# Pyramid (geometry)

Set of pyramids
Schläfli symbol { } v {n}
Faces n triangles,
1 n-gon
Edges 2n
Vertices n + 1
Symmetry group Cnv, [1,n], (*nn), order 2n
Rotation group Cn, [1,n+], (nn), order n
Dual polyhedron Self-dual
Properties convex
The 1-skeleton of pyramid is a wheel graph

In geometry, a pyramid is a polyhedron formed by connecting a polygonal base and a point, called the apex. Each base edge and apex form a triangle. It is a conic solid with polygonal base.

A pyramid with an n-sided base will have n + 1 vertices, n + 1 faces, and 2n edges. All pyramids are self-dual.

When unspecified, the base is usually assumed to be square.

If the base is a regular polygon and the apex is above the center of the polygon, an n-gonal pyramid will have Cnv symmetry.
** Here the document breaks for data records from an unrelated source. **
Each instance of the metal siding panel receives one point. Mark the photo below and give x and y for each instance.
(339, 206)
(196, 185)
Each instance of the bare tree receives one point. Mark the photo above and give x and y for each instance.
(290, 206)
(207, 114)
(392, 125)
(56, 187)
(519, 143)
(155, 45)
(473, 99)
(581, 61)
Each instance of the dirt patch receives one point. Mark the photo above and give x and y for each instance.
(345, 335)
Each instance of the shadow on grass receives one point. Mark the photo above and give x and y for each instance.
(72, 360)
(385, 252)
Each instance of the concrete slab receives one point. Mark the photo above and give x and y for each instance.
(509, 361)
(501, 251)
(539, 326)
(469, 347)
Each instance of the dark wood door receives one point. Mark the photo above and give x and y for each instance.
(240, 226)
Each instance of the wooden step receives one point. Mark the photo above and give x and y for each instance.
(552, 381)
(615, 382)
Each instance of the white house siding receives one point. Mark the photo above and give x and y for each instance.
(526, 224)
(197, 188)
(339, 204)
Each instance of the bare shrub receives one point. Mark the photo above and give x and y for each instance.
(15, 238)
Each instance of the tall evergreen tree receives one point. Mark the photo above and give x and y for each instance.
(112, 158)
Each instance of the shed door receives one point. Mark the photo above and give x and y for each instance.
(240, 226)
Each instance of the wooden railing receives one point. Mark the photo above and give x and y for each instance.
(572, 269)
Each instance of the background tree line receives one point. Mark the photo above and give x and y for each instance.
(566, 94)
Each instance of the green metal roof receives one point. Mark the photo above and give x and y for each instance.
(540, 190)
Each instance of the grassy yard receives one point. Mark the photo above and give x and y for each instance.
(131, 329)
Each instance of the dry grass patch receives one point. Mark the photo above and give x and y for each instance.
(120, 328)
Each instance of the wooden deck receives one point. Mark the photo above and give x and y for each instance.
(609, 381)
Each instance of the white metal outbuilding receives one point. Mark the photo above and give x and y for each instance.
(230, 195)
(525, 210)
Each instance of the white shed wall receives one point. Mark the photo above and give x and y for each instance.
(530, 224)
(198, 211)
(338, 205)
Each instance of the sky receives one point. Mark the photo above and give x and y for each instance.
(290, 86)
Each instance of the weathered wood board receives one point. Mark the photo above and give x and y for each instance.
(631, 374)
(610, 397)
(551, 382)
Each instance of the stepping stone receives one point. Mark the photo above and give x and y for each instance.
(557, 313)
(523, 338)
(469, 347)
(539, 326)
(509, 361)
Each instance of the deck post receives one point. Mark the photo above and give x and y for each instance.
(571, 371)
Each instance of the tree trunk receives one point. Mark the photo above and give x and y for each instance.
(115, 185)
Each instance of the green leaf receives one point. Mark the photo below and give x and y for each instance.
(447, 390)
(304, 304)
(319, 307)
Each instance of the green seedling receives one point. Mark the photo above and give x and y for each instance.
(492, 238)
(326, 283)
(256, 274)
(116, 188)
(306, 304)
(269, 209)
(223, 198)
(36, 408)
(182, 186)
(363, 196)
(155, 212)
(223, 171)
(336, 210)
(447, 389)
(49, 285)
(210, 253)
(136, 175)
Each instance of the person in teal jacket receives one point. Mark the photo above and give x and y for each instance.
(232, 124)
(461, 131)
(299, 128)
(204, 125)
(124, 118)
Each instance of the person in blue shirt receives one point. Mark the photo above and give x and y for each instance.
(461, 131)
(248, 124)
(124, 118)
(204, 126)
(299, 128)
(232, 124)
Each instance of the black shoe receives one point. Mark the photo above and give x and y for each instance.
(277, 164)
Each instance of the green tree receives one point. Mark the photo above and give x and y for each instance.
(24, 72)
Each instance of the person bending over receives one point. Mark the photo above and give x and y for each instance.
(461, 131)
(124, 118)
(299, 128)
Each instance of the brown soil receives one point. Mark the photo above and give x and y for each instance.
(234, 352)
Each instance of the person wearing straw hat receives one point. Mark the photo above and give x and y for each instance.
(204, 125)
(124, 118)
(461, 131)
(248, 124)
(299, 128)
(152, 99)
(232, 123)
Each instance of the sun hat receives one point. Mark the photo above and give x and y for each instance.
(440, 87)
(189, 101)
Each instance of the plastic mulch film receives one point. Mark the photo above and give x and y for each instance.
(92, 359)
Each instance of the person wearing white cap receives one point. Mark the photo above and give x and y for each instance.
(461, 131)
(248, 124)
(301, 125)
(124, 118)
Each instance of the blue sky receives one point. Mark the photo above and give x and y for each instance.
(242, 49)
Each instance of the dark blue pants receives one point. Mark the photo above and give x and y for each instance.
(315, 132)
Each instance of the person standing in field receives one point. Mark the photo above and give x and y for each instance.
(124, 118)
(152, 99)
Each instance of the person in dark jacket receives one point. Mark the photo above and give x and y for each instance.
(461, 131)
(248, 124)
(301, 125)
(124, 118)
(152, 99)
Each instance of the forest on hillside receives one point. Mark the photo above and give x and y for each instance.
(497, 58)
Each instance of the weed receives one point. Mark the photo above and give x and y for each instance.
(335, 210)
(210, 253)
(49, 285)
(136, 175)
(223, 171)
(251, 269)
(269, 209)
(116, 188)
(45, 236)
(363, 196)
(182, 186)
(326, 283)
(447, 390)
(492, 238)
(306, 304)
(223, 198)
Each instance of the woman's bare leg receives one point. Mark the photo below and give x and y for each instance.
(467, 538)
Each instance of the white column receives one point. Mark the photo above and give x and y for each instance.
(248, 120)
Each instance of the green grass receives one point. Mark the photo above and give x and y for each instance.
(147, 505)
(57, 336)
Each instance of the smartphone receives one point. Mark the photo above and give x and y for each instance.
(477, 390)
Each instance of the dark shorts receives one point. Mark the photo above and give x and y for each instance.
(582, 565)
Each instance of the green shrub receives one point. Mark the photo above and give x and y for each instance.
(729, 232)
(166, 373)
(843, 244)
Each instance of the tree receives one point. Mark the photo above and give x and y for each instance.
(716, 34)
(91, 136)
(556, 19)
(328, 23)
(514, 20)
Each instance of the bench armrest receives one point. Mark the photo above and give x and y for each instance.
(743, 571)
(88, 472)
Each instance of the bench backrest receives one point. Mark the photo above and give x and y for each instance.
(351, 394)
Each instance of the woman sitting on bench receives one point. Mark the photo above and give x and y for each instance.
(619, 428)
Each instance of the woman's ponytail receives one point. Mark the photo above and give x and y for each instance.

If all edges of a pyramid (or any convex polyhedron) are tangent to a sphere so that the average position of the tangential points are at the center of the sphere, then the pyramid is said to be canonical, and it forms half of the dual polyhedron of a cube.

Pyramids are a subclass of the prismatoids.

## Pyramids with regular polygon faces

The trigonal or triangular pyramid with all equilateral triangles faces becomes the regular tetrahedron, one of the Platonic solids. A lower symmetry case of the triangular pyramid is C3v which has an equilateral triangle base, and 3 identical isosceles triangle sides. The square and pentagonal pyramids can also be composed of regular convex polygons, in which case they are Johnson solids.

### Star pyramids

Pyramids with regular star polygon bases are called star pyramids.[1] For example, the pentagrammic pyramid has a pentagram base and 5 intersecting triangle sides.

## Volume

The volume of a pyramid (also any cone) is $\scriptstyle{V=} \tfrac{1}{3}\scriptstyle{bh}$ where b is the area of the base and h the height from the base to the apex. This works for any polygon, regular or non-regular, and any location of the apex, provided that h is measured as the perpendicular distance from the plane which contains the base. In 499 AD Aryabhata, a mathematician-astronomer from the classical age of Indian mathematics and Indian astronomy, used this method in the Aryabhatiya (section 2.6).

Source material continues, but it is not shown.